I did that and this is what I get:
Program received signal SIGSEGV, Segmentation fault.
0x000000000047dd7a in
__gnu_cxx::new_allocator<Moses::TranslationOption*>::construct
(this=0x12a44e0, __p=0xb1, __v...@0x7fff499d0480)
at /usr/include/c++/4.3/ext/new_allocator.h:108
108 { ::new((void *)__p) _Tp(__val); }
hm - maybe there's really something wrong with my lattice input. I
couldn't see any empty nodes. Moses did print a list of lattice segments
like this:
...
925 -- (gewoond , -0.000, 105) (gewoond , -0.000, 45)
926 -- (stupid , -100.000, 101)
927 -- (gewoond , -0.000, 44)
928 -- (you , -100.000, 102)
929 -- (zwitserland , -0.000, 25)
930 -- (zwitserland , -0.000, 25)
931 -- (zwitserland , -0.000, 26)
...
Looks a bit strange with the -0.000 but that's probably ok. I also tried
with a more recent version of Moses and also got the segmentation fault
(not the lattice output though)
Well, I will have a careful look at the input again ....
If you have any other ideas - please let me know.
Thanks!
Jörg
On 3/4/10 4:32 PM, Barry Haddow wrote:
> Hi Jorg
>
> The stacktrace looks a little strange because of the compiler optimisations.

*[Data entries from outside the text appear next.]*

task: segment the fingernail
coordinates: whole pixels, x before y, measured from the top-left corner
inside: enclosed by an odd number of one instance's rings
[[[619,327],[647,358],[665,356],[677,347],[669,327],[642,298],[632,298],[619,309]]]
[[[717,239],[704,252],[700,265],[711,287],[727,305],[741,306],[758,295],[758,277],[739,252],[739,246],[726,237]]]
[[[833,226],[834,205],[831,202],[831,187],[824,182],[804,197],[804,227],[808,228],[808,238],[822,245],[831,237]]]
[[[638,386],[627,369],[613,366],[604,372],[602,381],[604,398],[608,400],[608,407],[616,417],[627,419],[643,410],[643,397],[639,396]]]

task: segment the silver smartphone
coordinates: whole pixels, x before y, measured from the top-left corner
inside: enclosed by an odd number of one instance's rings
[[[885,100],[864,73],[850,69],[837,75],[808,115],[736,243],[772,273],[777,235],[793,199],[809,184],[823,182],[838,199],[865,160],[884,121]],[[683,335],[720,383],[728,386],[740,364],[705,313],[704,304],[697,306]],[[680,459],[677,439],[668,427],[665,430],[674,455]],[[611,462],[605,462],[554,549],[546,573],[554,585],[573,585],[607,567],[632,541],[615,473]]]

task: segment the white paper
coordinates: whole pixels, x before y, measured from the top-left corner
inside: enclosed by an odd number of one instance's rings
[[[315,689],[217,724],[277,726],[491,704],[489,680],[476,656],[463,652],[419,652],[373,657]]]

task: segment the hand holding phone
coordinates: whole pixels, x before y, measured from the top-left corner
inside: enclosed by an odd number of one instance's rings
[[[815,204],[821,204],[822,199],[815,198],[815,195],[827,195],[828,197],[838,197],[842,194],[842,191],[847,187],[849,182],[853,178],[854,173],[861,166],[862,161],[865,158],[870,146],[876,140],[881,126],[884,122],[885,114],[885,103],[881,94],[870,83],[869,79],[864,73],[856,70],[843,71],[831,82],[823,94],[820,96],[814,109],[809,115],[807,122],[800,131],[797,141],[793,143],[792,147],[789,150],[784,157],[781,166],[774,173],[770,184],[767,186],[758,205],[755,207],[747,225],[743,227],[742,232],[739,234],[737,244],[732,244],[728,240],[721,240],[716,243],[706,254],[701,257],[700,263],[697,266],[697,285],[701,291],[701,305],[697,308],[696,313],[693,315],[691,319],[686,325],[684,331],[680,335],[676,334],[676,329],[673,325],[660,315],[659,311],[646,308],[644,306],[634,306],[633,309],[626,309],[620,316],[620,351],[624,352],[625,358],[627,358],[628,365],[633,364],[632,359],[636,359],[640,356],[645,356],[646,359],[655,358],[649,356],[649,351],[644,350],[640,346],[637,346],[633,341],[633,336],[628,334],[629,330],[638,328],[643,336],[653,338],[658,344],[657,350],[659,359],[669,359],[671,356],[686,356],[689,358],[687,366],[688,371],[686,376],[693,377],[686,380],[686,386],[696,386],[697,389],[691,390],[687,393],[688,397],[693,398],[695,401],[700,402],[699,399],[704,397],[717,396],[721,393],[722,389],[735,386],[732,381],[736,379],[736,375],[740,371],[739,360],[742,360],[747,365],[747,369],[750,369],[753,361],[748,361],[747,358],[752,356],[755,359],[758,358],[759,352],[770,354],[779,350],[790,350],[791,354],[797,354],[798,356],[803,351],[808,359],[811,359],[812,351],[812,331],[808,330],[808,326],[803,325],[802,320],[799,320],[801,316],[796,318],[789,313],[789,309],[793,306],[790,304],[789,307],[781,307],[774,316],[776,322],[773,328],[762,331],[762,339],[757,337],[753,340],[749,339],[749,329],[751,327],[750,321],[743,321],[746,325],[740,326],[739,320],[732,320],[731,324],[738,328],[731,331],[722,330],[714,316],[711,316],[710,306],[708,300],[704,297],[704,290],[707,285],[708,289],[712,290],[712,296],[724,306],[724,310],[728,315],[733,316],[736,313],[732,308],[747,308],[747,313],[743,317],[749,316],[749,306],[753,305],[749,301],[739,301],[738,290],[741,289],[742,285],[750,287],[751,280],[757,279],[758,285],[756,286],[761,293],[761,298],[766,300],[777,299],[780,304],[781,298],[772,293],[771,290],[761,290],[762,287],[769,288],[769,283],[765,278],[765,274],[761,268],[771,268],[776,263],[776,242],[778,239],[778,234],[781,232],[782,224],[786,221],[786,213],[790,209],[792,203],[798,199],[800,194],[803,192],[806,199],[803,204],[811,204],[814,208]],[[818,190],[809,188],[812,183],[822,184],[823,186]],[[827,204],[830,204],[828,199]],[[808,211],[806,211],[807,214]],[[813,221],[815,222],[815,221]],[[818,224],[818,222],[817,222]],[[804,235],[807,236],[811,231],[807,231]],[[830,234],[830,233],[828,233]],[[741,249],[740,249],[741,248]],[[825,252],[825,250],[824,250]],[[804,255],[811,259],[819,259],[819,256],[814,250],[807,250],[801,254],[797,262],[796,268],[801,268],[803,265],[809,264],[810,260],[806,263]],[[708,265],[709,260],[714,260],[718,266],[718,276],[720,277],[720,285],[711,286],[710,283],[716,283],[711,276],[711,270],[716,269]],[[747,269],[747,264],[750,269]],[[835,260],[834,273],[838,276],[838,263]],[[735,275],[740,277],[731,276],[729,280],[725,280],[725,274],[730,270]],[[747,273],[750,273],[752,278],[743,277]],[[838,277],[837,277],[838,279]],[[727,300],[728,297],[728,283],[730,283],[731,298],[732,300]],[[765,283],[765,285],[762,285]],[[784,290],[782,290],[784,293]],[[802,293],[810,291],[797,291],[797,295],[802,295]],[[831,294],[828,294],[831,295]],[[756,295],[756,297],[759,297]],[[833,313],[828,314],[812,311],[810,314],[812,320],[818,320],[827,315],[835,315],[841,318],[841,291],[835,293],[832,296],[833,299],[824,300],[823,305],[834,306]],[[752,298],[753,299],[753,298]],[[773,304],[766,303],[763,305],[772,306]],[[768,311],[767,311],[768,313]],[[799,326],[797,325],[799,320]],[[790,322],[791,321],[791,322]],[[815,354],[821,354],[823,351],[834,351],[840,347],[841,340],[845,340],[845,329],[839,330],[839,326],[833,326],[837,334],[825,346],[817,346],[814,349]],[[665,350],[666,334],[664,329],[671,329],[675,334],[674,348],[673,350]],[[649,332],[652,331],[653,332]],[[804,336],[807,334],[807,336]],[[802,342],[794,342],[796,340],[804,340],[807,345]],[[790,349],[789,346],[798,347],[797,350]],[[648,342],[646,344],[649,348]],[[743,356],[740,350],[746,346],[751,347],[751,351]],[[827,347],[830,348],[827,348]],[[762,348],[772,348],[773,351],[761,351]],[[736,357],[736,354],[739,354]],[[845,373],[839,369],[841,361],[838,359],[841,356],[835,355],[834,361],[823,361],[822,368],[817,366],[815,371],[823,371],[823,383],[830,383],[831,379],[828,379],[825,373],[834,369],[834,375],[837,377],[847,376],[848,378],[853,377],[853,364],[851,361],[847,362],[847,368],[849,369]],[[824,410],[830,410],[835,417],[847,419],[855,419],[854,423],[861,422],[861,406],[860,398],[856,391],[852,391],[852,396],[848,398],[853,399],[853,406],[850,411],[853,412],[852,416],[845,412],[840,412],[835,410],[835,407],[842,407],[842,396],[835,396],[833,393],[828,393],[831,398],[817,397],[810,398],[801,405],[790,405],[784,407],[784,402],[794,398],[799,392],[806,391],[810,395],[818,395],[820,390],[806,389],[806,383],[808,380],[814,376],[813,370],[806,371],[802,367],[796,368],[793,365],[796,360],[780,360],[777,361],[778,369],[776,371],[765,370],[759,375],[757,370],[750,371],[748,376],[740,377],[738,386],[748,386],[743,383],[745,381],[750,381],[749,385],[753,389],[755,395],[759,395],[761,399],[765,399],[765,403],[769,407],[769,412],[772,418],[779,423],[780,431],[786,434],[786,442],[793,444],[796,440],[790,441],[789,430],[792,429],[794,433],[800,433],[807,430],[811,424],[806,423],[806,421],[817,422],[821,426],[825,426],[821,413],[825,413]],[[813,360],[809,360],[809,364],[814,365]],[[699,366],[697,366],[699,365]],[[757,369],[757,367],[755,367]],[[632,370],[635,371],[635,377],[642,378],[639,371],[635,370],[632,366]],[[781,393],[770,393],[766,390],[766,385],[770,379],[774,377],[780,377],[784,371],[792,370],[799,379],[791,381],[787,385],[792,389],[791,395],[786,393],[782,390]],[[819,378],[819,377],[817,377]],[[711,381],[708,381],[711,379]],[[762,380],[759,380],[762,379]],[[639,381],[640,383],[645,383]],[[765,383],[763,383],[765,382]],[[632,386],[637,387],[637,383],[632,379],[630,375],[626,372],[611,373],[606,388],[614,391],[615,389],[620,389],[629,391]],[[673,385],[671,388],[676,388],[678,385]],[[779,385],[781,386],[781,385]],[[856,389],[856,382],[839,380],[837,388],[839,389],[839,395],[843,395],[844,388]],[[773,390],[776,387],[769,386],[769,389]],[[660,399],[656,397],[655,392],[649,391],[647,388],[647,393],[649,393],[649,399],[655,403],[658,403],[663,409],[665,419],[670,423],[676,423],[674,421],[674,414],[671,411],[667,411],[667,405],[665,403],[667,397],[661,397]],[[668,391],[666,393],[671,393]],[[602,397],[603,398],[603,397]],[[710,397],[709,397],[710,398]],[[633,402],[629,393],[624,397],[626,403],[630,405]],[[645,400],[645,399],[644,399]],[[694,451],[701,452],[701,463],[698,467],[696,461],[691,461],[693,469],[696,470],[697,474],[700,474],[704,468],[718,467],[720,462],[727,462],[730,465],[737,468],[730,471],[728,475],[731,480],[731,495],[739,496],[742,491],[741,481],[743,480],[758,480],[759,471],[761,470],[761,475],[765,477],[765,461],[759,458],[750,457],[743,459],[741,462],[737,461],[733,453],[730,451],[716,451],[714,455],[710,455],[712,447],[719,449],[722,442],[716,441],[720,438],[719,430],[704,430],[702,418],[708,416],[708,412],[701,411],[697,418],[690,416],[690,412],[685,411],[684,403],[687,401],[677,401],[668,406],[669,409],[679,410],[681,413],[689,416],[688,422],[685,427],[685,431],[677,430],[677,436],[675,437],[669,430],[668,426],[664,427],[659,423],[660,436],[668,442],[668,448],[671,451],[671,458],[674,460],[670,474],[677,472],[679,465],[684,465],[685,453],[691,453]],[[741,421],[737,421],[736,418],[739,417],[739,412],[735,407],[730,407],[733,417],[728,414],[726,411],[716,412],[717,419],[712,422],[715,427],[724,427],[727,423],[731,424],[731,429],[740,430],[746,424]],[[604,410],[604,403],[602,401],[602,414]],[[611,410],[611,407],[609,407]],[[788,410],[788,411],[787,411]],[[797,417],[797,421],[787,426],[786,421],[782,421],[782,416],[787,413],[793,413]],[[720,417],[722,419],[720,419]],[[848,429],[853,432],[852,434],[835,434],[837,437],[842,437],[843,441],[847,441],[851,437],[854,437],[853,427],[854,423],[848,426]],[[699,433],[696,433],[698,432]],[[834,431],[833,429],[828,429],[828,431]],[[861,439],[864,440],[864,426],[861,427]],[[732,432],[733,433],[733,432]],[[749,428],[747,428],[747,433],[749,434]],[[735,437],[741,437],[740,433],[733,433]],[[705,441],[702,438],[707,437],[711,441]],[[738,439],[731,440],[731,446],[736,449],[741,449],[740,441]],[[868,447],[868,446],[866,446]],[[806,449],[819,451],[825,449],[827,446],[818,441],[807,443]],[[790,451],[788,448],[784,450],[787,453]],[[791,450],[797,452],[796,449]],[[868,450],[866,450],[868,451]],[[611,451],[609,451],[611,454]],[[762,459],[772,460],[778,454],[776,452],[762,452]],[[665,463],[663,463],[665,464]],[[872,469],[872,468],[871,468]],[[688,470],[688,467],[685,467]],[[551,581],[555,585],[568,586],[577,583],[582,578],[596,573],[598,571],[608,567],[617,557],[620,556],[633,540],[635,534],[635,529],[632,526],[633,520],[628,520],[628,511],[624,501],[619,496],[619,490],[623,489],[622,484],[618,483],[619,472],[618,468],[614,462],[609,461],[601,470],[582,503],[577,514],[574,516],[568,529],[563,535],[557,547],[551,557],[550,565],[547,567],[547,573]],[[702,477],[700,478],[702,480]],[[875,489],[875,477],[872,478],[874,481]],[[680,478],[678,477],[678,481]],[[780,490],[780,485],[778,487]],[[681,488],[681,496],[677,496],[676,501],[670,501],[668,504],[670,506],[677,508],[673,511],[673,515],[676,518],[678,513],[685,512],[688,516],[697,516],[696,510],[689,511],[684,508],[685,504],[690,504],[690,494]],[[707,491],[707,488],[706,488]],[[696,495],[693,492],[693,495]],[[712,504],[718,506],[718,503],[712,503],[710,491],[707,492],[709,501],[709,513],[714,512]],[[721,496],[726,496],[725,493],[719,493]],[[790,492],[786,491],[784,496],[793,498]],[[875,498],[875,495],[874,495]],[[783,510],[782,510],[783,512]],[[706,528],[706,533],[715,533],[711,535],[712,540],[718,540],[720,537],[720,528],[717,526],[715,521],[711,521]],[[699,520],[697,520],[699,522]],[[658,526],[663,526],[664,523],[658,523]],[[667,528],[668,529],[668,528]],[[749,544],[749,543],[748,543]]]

> If you edit moses/src/Makefile, changing
> CXXFLAGS = -g -O2
> to
> CXXFLAGS = -g
> do a 'make clean all', then rerun, you should get a more readable stacktrace.
> Try rerunning just on the sentence that gave you the problems to see if you
> can reproduce the problem.
>
> regards
> Barry
>
> On Thursday 04 March 2010 15:24, Chris Dyer wrote:
>> I'm not certain what's causing this. From the part of the stack trace
>> you're showing, it looks like it's probably when translations options
>> are being gathered for the spans in the lattice. Perhaps the lattice
>> is malformed (i.e., spans don't line up, there are empty nodes, etc)?
>>
>> 2010/3/4 Jörg Tiedemann<[email protected]>:
>>> I get a segmentation fault when decoding (large) word lattices. Moses
>>> seems to parse well through the input but crashes after a while. Tracing
>>> with gdb gave me this info:
>>>
>>> Program received signal SIGSEGV, Segmentation fault.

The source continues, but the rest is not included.